Board member Seiji Adachi of the Bank of Japan suggested on Wednesday that the central bank might increase interest rates in response to significant declines in the yen that could drive inflation higher or alter public perceptions of future prices more than anticipated.
Adachi clarified that while transient currency fluctuations alone would not prompt a policy adjustment, a sustained devaluation of the yen could lead to a revision of interest rates if it substantially impacts inflation expectations.
Emphasizing the importance of considering both upside and downside risks in policy formulation, Adachi underscored the need to avoid premature rate hikes while remaining vigilant against a sudden acceleration in inflation that may necessitate a drastic tightening of monetary policy in the future.

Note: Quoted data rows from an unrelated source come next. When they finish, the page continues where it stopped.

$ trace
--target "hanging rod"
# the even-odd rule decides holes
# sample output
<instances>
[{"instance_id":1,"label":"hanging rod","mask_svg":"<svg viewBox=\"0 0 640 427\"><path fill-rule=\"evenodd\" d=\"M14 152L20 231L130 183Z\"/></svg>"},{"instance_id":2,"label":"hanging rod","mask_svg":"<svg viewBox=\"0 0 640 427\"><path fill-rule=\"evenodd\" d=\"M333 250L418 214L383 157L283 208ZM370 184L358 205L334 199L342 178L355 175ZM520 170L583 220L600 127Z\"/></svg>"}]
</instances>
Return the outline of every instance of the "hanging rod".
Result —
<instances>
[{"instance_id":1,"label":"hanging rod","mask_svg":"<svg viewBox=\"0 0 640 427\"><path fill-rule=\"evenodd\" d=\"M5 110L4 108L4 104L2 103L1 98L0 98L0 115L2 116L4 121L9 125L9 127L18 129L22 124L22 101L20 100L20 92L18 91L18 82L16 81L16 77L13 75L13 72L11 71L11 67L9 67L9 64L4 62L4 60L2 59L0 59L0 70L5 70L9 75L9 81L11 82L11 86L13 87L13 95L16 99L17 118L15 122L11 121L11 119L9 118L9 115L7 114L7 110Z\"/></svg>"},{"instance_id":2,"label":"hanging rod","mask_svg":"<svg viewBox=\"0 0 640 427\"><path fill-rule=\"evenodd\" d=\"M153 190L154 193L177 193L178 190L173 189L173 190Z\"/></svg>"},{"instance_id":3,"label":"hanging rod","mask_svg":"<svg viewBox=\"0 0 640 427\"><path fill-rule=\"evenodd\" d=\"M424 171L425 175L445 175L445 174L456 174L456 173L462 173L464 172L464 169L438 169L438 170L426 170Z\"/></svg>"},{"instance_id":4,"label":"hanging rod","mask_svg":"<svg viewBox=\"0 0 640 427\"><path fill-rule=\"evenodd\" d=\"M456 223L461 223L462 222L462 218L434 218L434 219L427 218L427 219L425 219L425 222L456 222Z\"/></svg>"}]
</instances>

He indicated the possibility of a near-term rate hike, stressing the significance of gradually modifying the level of monetary support in response to economic, price, and financial indicators as underlying inflation trends toward the 2% target.
Adachi’s statements underscore the potential impact of a weakening yen on the timing of the Bank of Japan’s next interest rate adjustment, with analysts speculating that a rate hike could materialize as early as July. Despite Japan’s current economic challenges, Adachi expressed optimism regarding a potential resurgence in consumption, exports, and capital spending driven by rising wages and global economic recoveries.
Adachi also highlighted expectations for a resurgence in consumer inflation in the upcoming months due to escalating import expenses and the likelihood of sustained wage growth. He warned that a rapid or persistent depreciation of the yen could expedite consumer price increases, potentially prompting an earlier-than-anticipated rate hike if inflation surpasses the 2% threshold consistently.
In line with the decision to terminate the policy of capping bond yields at zero in March, Adachi mentioned the BOJ’s intention to scale back bond purchases gradually to prevent market disruptions. The yen’s approximately 10% depreciation against the dollar this year, combined with diverging U.S. and Japanese interest rates, has raised concerns among policymakers about the impact on consumption from heightened import costs and fueled speculations of an imminent rate hike to stem the yen’s decline.
While the Bank of Japan has refrained from using monetary policy to influence currency movements, the yen’s persistent weakness has prompted calls from some government and business leaders for the central bank to raise rates from near-zero levels. BOJ Governor Kazuo Ueda has reiterated the bank’s commitment to adjusting rates to levels deemed neutral for the economy, contingent upon growth and inflation aligning with its forecasts.